Ultimate strength and toughness of graphene revealed
The University of Trento has participated in an international project where, for the first time, researchers were able to conduct hundreds of experiments to measure the ultimate mechanical properties of this material. They found that even a microscopic defect reduces graphene strength by fifty percent. The study was published in Nature Communications
According to scientists, today graphene is one of the most promising materials. Since it was discovered, it has been the focus of many studies and never ceases to surprise. Recently a group of researchers from UCLouvain made a breakthrough in research, revealing the definitive strength and fracture toughness of this material. The Italian part of the project was conducted by the University of Trento and, specifically, by Nicola Pugno, Professor of Solids and Structural Mechanics at the Department of Civil, Environmental and Mechanical Engineering, who has been studying this material for years and is part of the "Graphene Flagship", an ambitious European research initiative.
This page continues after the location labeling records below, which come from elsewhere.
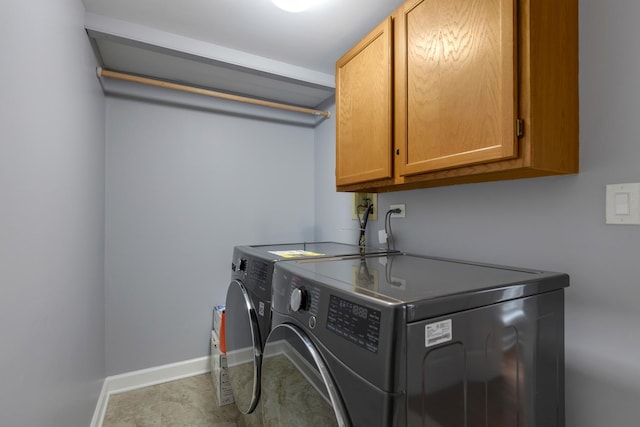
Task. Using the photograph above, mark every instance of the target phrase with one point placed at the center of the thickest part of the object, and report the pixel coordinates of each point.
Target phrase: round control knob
(298, 299)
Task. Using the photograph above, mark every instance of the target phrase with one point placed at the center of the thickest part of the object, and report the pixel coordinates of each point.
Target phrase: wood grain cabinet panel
(364, 109)
(482, 90)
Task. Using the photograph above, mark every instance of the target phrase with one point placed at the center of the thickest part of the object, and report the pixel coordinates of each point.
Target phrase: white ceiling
(313, 39)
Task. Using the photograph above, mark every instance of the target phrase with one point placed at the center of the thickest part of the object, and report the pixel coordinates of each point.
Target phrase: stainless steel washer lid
(427, 286)
(307, 250)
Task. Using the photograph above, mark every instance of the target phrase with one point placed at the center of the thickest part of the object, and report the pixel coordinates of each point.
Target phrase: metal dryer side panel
(499, 365)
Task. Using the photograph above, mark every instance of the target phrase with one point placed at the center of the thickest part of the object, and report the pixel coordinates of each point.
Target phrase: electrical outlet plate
(403, 210)
(364, 199)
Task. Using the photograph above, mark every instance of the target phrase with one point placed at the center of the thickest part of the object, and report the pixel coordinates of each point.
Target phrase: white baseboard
(145, 378)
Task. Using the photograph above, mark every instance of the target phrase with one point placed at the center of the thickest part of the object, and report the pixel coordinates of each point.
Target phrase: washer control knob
(299, 299)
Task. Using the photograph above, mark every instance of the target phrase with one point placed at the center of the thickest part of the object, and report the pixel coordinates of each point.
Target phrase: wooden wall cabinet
(455, 91)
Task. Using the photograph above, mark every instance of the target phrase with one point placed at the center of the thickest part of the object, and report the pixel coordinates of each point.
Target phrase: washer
(408, 340)
(248, 306)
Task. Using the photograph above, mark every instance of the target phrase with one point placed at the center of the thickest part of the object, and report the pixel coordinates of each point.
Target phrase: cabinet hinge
(519, 128)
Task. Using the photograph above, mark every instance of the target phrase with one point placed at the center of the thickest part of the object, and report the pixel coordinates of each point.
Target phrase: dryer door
(297, 388)
(244, 354)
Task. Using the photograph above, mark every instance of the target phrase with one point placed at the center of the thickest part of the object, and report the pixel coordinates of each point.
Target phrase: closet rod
(207, 92)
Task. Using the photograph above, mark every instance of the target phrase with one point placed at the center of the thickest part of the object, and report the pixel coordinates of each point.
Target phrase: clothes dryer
(409, 340)
(248, 306)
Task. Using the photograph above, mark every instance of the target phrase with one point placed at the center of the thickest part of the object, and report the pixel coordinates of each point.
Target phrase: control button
(298, 299)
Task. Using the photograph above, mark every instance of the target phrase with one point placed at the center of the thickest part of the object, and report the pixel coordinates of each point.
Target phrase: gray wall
(51, 216)
(184, 185)
(554, 223)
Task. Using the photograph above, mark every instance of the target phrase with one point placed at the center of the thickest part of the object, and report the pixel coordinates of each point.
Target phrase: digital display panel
(354, 322)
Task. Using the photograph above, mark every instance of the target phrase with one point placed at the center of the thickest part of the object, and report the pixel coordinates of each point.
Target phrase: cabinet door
(455, 83)
(364, 134)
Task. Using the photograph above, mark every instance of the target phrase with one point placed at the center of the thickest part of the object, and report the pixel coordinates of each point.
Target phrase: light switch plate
(623, 204)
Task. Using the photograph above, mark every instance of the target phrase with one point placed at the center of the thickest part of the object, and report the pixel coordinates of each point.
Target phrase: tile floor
(187, 402)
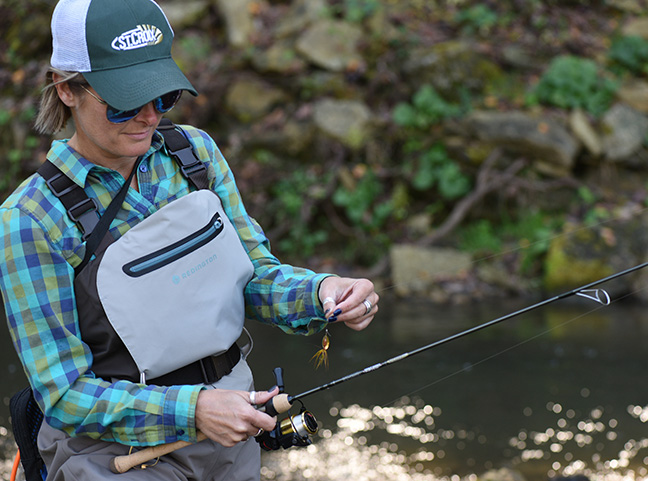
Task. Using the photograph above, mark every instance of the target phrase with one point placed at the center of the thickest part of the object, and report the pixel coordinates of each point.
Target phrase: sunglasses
(162, 104)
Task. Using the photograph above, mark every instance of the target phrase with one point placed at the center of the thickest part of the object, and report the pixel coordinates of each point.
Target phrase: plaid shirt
(41, 247)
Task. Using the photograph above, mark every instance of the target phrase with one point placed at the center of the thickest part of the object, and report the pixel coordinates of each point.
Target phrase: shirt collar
(76, 167)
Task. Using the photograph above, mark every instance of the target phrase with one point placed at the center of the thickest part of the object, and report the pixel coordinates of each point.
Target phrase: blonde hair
(53, 114)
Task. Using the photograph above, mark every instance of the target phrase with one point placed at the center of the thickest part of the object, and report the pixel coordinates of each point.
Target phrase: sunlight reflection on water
(557, 393)
(347, 453)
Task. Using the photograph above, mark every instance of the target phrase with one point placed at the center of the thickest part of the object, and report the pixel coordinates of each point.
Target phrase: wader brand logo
(177, 278)
(142, 36)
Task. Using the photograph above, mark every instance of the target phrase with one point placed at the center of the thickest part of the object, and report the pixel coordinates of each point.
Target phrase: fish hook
(597, 295)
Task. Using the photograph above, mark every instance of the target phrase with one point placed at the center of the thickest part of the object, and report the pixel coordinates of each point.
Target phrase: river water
(559, 391)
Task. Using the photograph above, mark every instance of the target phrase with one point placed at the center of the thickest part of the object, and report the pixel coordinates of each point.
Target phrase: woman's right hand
(228, 417)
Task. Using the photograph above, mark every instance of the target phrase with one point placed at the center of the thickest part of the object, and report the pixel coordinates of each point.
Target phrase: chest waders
(163, 304)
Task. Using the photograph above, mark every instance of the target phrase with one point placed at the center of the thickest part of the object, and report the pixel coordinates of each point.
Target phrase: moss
(573, 261)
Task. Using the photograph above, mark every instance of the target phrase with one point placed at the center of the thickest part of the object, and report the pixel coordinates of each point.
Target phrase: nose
(148, 114)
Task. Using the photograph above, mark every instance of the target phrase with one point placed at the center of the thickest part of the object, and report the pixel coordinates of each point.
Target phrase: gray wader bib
(166, 294)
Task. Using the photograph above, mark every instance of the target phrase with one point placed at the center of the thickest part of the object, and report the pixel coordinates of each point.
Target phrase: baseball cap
(122, 48)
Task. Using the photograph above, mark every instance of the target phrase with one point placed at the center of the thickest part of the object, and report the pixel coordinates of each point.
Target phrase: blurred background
(471, 157)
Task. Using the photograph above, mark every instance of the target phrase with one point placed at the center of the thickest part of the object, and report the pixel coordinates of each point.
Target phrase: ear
(65, 92)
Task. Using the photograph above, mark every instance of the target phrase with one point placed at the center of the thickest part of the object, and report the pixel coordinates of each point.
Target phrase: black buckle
(55, 191)
(83, 208)
(189, 164)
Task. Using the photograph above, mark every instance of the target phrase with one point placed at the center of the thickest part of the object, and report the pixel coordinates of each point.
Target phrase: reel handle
(278, 372)
(277, 405)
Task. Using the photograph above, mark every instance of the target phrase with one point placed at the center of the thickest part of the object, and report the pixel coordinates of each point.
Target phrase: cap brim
(130, 87)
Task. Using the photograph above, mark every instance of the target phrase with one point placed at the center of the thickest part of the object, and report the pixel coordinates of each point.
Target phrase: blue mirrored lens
(162, 104)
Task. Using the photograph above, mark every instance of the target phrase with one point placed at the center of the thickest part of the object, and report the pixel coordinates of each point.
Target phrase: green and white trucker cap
(122, 47)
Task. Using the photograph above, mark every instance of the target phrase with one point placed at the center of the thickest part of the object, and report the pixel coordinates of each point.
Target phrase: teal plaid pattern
(41, 247)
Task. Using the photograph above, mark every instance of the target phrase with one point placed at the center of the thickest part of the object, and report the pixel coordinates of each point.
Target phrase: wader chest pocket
(167, 255)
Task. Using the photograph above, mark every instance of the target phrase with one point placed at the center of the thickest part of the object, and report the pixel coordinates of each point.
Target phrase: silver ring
(368, 306)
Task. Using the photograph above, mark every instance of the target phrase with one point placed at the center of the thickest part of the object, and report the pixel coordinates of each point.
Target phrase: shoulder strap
(78, 205)
(83, 210)
(192, 168)
(102, 227)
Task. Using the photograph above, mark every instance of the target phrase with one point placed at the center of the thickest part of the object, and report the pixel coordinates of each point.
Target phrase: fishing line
(621, 217)
(605, 300)
(515, 346)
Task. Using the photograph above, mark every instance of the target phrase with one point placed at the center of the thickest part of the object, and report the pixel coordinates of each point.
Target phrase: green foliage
(289, 194)
(480, 238)
(434, 168)
(357, 10)
(630, 53)
(361, 203)
(477, 19)
(427, 108)
(529, 236)
(575, 82)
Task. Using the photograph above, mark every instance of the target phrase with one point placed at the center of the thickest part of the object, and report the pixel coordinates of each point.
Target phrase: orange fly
(321, 356)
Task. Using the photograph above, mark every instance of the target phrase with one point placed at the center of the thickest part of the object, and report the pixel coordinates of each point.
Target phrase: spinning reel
(294, 430)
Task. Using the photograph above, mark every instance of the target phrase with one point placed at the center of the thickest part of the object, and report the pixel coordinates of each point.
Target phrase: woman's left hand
(352, 301)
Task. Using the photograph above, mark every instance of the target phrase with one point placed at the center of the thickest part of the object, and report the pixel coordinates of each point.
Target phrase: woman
(123, 351)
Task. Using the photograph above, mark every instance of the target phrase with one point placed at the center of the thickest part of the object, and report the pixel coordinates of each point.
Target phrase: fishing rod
(295, 430)
(597, 295)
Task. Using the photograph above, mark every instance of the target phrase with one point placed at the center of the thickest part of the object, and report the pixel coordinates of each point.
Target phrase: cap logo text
(141, 36)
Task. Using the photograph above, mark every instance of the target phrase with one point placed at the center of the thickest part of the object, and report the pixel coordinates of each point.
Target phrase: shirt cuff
(180, 413)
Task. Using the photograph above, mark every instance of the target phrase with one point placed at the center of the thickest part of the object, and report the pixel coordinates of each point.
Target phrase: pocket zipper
(175, 251)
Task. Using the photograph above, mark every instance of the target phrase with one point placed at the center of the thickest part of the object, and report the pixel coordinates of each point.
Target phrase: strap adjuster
(54, 179)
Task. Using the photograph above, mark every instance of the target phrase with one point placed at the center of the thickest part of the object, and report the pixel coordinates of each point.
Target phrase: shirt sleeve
(278, 294)
(37, 288)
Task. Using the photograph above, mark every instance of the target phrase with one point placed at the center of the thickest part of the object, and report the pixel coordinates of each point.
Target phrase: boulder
(415, 270)
(347, 121)
(625, 131)
(331, 44)
(543, 139)
(250, 99)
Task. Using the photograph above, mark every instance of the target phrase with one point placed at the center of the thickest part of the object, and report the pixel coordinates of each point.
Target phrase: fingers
(228, 417)
(354, 300)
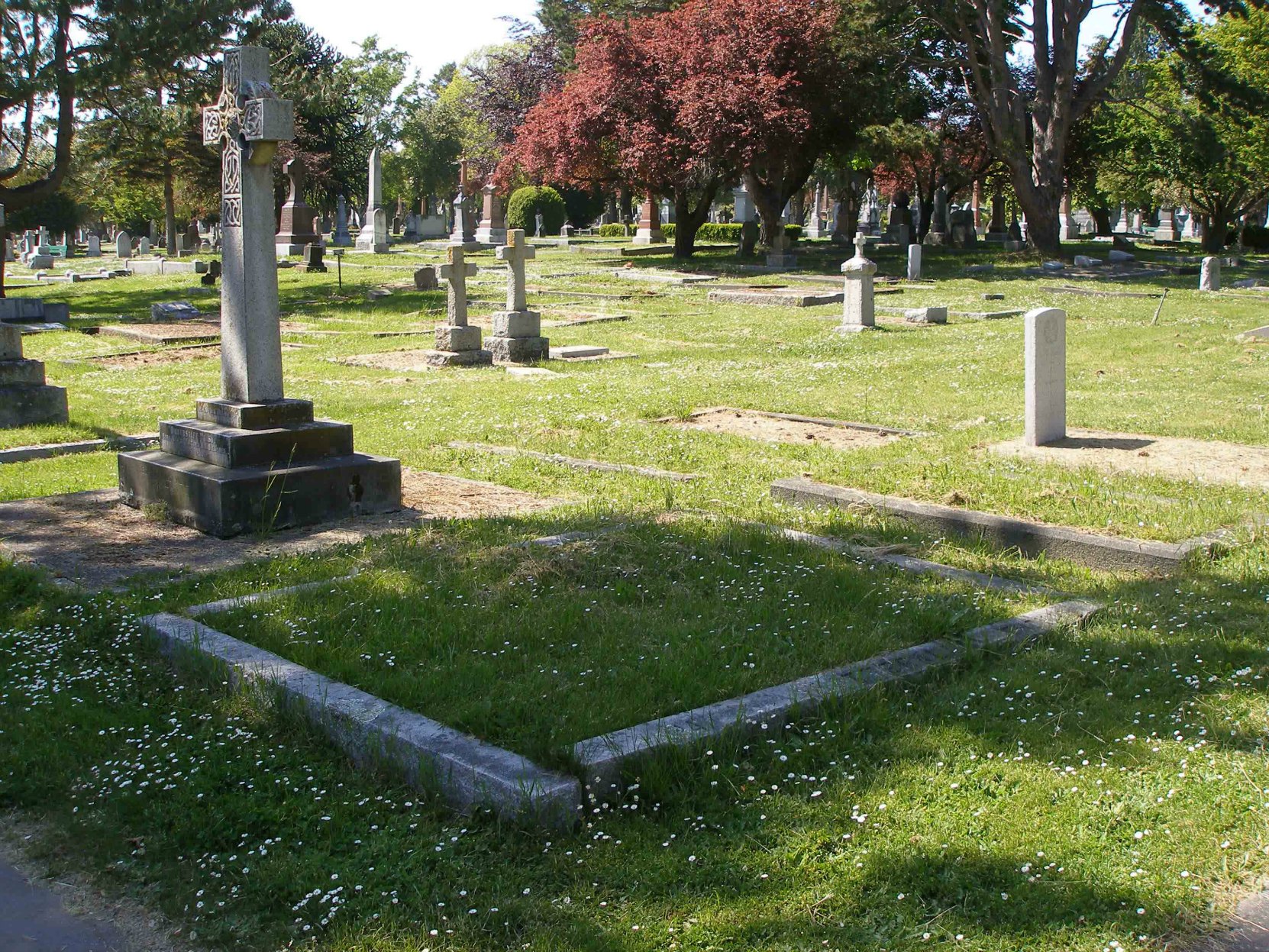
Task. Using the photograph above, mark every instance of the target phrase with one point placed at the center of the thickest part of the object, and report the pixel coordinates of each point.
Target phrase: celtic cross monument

About graphene. Graphene is a two-dimensional material made up by a lattice of carbon atoms. Despite being as thin as an atom, it is ideally a hundred times stronger than steel. It is flexible, lightweight, waterproof, an excellent conductor of heat and electricity. These characteristics are known today thanks to numerical simulations and, in part, to the few experiments that have been conducted so far. The data however are incomplete and not much statistically significant because repeating the tests is very difficult.
To understand this complexity, imagine to carry out a tensile experiment on something very tiny, 150,000 times thinner than a human hair.
To know the resistance of the material, experts explain, you need two pieces of information: definitive strength and fracture toughness. These aspects provide the key properties of graphene.
The goal of the scientists involved in the project was to obtain this information from larger and more significant samples than the nanoscopic ones used so far, and to repeat the experiment multiple times to obtain statistically significant and definitive results. They succeeded in this.
About the research work. For the first time, the group of researchers conducted experiments on single sheets of a few hundred micrometers. This size is almost half a millimetre, which makes it visible to the naked eye.
Materials scientists know that perfection is hard to achieve. And, just like any material, graphene may have defects. These reduce strength in the fracture phase. Strength decreases in proportion to the size of the most critical defect, which in turn is proportional to the size of the sample that is being examined. Thus, smaller scale materials tend to be stronger because the likelihood of finding defects is lower. On the other hand, on a higher scale, even the strongest materials appear more fragile because the probability of imperfections increases.
The authors of the study used a quantized fracture mechanics approach which takes into account the initial defects of a material (microstructure cracks) and discrete nature of the material, invented by Nicola Pugno in the past.
Using microscopic chips patented by UCLouvain, the researchers simultaneously carried out hundreds of experiments on samples as thick as an atom, with and without cracks. Their goal was to measure the strength and toughness of the sample.
Interpreting the results. The role of the University of Trento in the project was to interpret the results of the experiments carried out using the aforementioned modelling approach. Nicola Pugno, an expert in bio-inspired nanomechanics, nanotubes and graphene and, more generally, in solids, structural and fracture mechanics, was involved by virtue of his proven experience and his numerous publications on the subject, as he is also the first who theoretically calculated the fracture toughness of graphene, which was ultimately confirmed today, 20 years later.
"The tests we carried out – he explains – show that, statistically, graphene sheets of this size often have a single defect, which measures just one and a half nanometers but which reduces the material's strength by fifty percent, as our previous calculations predicted."
"What the results of the study are saying – he adds – is that we must bear in mind that the strength of realistic graphene, that is to say, with its defects, is about half of that of the ideal graphene. It would be risky – he concludes – to consider defect-free graphene, because it is hardly ever so. We should always take into account at least one single defect, which may well be very small but still significantly affect the actual strength of the material."
Today graphene is used in various sectors, from aerospace, to biomedicine, to the construction sector. This study also opens the way to other applications that require very high resistance materials: from mechanics, to engineering, to sensors.